Citation: Saito R, Otsu M, Kiyosawa H, Kawai G (2023) Expression analysis of box C/D snoRNAs with SNPs between C57BL/6 and MSM/Ms strains in male mouse. PLoS ONE 18(7): e0288362. https://doi.org/10.1371/journal.pone.0288362
Editor: Charalampos G. Spilianakis, University of Crete & IMBB-FORTH, GREECE
Received: March 1, 2023; Accepted: June 24, 2023; Published: July 10, 2023
Copyright: © 2023 Saito et al. This is an open access article distributed under the terms of the Creative Commons Attribution License, which permits unrestricted use, distribution, and reproduction in any medium, provided the original author and source are credited.
Data Availability: All relevant data are within the paper and its Supporting Information files.
Funding: The author(s) received no specific funding for this work.
Competing interests: The authors have declared that no competing interests exist.
Introduction
Among the experimental mouse strains (Mus musculus), C57BL/6 mouse (B6) has been one of the most popular strains used in a variety of research fields [1–3]. Although more than 20 substrains have been established for B6, it has been widely used as a background strain [1–3]. In contrast, MSM/Ms or Mishima mouse (MSM) shows unique characteristics compared to B6 [4–6]. For example, MSM is less likely to develop tumors than B6 [7], and MSM has tolerance to deafness [8], or behavioral traits such as active athletic activity and aggression [9, 10]. The genome sequence of MSM differs by about 1% compared to B6 [11, 12]. Thus, comparative genomics with B6 and MSM should contribute to deeper understanding of the gene regulation in mouse.
It is well known that many small-sized RNAs were expressed with important biological roles in the cell. Recently, small RNAs (about 60 to 80 nt) were found during an analysis of transcription from the sense–antisense transcripts (SAT) loci [13, 14]. The small RNAs were detected from the exon-overlapping regions of SAT loci and these RNAs may have regulatory roles in the mammalian genome. Thus, the search for small RNAs is expected to yield novel biological function.

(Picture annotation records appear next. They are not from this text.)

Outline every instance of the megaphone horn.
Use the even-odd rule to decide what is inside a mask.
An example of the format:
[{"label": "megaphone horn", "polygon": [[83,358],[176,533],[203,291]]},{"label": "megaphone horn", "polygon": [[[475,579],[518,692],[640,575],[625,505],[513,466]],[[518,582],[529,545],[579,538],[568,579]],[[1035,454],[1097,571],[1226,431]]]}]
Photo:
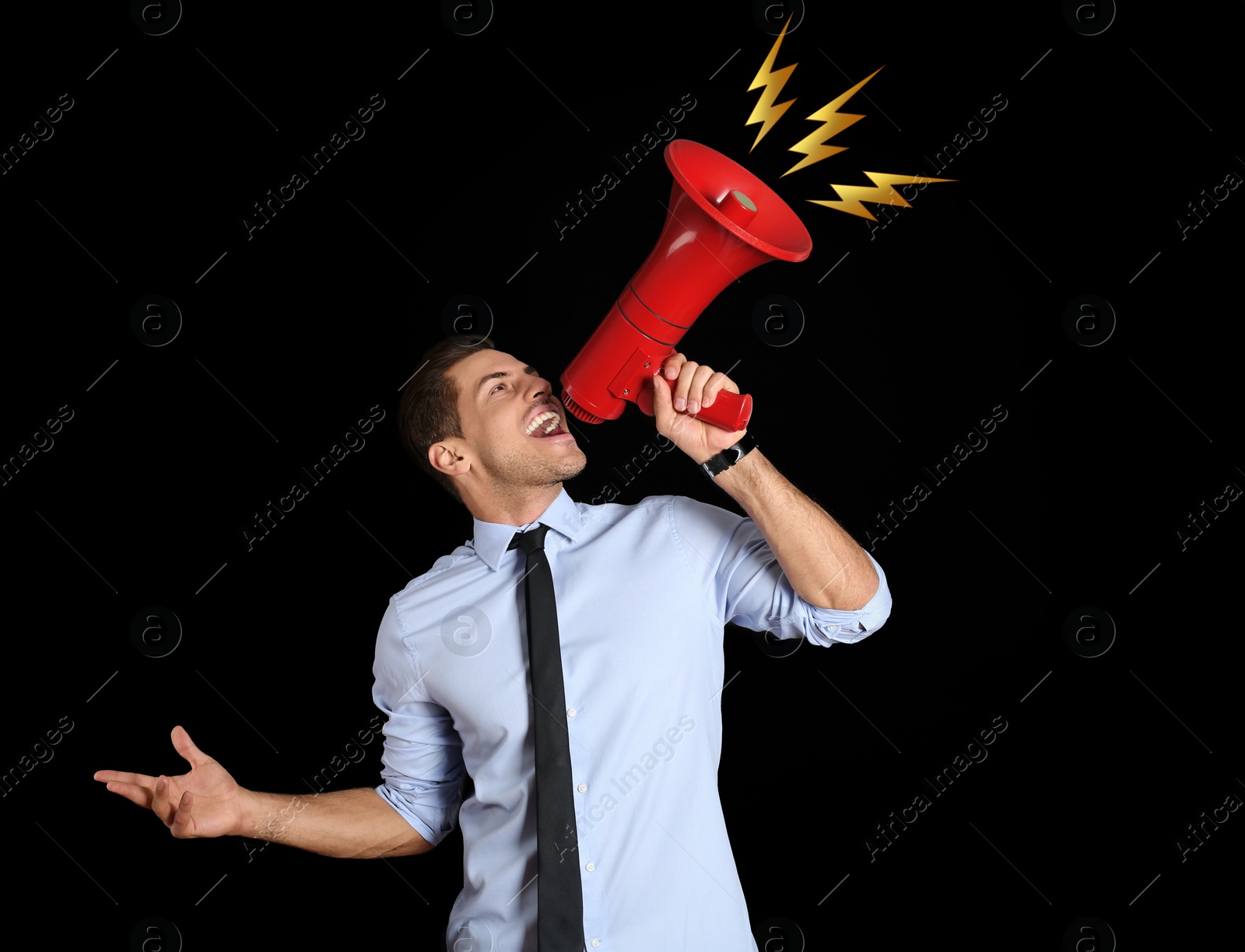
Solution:
[{"label": "megaphone horn", "polygon": [[[688,139],[665,157],[675,182],[661,236],[561,375],[561,402],[585,423],[616,419],[629,401],[651,413],[646,385],[710,301],[757,265],[813,250],[791,207],[738,163]],[[733,432],[751,416],[751,396],[723,391],[696,418]]]}]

In the present study, we focused on the expression of small nucleolar RNAs (snoRNAs) as a trial expression analysis because these are the most abundant small RNAs in cells. There are two types of snoRNA, C/D box snoRNA (SNORD) and H/ACA box snoRNA (SNORA), where SNORD forms a loose stem-loop and SNORA forms a tight two-hairpin structure [15]. Many snoRNAs guide the site-specific chemical modification of ribosomal RNA [16] and some snoRNAs are located at the imprinted loci [17]. The comparison of snoRNA expressions is anticipated to give novel insights into the mechanism of genomic imprinting.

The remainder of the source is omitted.